7 November 2015 – A week of turning points

Wow! It's been a long time since we were here, last. Let's see if we can't make this as regular as the page header promises.

This week has had the delight, and also the stress, of a number of turning points on projects. Everybody seems to be adjusting well, moving into the flow as contexts and conditions demand.

A couple of our clients will to move into their new spaces soon. It's been a delight to witness the rising buzz as they sneak peeks into the bustling construction zone. The best delight is the pleasure of the lead designers who are getting called out by the client as they post videos of the space and appreciative comments in emails and messages.

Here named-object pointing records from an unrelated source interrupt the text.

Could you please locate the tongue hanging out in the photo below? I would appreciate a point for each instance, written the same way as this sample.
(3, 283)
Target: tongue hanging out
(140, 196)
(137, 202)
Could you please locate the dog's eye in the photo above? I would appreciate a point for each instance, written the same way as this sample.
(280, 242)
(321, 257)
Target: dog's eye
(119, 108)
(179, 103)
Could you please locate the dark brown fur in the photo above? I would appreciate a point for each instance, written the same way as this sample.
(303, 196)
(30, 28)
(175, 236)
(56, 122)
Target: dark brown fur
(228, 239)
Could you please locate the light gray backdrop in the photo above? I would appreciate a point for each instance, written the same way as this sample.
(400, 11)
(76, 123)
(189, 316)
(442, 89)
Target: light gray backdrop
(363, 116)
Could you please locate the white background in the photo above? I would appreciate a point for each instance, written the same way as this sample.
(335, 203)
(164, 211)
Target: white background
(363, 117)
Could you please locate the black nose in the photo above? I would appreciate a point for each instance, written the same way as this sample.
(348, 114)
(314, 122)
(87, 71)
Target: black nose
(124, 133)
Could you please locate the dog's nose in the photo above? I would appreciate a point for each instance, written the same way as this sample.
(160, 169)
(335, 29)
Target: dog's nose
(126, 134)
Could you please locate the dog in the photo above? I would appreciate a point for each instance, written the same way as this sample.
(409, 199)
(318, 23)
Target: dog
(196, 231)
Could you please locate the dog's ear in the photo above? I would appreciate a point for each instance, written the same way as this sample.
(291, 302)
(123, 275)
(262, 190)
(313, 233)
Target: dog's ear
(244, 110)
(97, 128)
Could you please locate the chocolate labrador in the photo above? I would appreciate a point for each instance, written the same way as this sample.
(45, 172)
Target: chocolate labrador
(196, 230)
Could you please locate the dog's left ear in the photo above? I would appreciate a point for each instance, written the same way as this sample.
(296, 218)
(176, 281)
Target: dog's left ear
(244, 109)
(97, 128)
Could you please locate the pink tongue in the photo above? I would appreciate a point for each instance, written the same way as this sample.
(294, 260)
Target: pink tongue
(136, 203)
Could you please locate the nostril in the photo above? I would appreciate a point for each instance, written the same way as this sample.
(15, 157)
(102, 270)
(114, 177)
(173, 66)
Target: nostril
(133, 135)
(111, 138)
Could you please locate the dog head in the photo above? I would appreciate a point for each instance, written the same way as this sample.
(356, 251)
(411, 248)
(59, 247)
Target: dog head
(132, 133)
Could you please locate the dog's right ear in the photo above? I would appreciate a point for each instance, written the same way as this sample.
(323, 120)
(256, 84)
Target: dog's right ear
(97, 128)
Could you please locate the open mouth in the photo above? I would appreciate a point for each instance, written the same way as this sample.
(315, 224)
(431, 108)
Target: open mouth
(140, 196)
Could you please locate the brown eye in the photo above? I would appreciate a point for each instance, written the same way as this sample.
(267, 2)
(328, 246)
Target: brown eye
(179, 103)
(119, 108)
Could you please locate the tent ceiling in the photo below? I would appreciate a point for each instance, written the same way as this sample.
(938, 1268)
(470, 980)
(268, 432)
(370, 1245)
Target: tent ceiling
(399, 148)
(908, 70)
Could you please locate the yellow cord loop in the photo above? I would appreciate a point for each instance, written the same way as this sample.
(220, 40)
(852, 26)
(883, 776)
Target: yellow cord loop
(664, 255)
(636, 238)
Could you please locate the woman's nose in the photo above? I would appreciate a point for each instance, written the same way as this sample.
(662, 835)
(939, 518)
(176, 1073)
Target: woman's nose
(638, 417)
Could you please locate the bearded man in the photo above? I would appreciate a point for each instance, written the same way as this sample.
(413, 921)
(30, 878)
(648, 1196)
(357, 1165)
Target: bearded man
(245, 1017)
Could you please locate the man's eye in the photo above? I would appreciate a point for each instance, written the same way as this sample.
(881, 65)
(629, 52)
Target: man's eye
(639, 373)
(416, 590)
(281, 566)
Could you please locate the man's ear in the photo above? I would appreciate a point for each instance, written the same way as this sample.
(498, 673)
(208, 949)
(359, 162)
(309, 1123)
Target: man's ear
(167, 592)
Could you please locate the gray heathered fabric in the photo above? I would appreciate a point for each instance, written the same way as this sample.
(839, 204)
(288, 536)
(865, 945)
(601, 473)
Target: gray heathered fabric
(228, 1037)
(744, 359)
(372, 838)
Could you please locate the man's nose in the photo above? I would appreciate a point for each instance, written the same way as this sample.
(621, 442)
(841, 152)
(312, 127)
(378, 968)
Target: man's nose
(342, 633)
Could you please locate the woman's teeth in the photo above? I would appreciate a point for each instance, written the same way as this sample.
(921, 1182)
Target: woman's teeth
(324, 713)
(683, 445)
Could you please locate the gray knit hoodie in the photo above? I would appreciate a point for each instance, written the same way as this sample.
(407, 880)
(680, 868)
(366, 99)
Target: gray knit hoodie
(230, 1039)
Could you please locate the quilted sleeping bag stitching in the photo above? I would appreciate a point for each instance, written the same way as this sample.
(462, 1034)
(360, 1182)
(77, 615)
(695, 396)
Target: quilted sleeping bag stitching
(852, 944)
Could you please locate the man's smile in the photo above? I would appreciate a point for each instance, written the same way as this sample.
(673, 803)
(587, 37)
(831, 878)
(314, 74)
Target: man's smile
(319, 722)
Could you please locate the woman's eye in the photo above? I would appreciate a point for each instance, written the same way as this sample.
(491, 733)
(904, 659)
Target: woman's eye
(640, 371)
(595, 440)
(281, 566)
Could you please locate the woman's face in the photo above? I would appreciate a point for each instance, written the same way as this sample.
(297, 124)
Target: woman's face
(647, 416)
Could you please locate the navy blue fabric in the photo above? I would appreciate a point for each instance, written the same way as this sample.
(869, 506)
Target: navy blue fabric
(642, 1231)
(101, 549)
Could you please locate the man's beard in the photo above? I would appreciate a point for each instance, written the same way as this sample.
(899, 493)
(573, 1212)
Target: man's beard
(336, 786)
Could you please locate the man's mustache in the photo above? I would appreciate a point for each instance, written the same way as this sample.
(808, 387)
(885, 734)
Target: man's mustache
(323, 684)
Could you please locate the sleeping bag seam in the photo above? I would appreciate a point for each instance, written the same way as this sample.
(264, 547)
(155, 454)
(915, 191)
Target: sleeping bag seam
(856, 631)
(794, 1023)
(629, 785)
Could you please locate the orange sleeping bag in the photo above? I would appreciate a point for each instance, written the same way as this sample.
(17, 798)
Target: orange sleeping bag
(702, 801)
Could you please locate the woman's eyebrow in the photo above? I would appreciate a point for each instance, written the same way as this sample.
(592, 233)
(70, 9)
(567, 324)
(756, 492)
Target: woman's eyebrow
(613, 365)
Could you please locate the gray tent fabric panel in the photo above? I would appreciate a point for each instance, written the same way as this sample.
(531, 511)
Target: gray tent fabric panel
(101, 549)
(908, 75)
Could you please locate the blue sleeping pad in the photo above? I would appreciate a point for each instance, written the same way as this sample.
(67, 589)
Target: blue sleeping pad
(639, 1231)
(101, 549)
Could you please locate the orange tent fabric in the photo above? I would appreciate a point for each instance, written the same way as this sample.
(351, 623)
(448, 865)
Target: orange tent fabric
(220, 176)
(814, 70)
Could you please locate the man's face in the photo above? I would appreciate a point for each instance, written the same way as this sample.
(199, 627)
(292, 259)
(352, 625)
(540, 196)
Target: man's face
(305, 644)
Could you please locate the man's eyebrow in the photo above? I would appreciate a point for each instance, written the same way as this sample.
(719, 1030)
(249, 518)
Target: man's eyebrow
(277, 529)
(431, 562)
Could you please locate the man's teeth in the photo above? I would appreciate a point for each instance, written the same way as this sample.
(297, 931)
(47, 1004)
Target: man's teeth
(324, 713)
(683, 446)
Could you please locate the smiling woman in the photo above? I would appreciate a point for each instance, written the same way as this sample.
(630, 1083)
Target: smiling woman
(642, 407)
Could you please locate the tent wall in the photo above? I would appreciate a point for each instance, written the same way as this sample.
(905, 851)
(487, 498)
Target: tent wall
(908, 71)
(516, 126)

We have both proposed and declined to propose on some very interesting projects this week. This caused us to reflect on the differences between the ways that clients express their requests for proposals from architects. This week included two opportunities forming a great comparative case that we'll write about later. One was an invitation from a very well-positioned client to design a maker-oriented, co-working space in Chicago (that we declined to propose on). The other was from a scrappy automotive startup to design their second-stage maker space in Detroit (which we did propose on). Why would we have chosen to go after the million-dollar project rather than the ten million dollar project? Stay tuned to our blog for the answer.

We have an anthropologist sitting in our offices now. She is researching the nature of the communications between architects and their clients – How the architect (specialized professional domain, jargon-rich internal language, technical talk and documentation, unique vision for things not yet visible, etc.) talks with the client (focused business domain, no technical knowledge, its own jargon, favoring the tangible, nervously representing the not-yet-visible to a skeptical community back home, etc.) and how each gain an understanding of each other. This will be a three-month engagement on the front-edge of a few of our projects. Maybe we'll end up in a book somewhere! (Hope we learn some things!)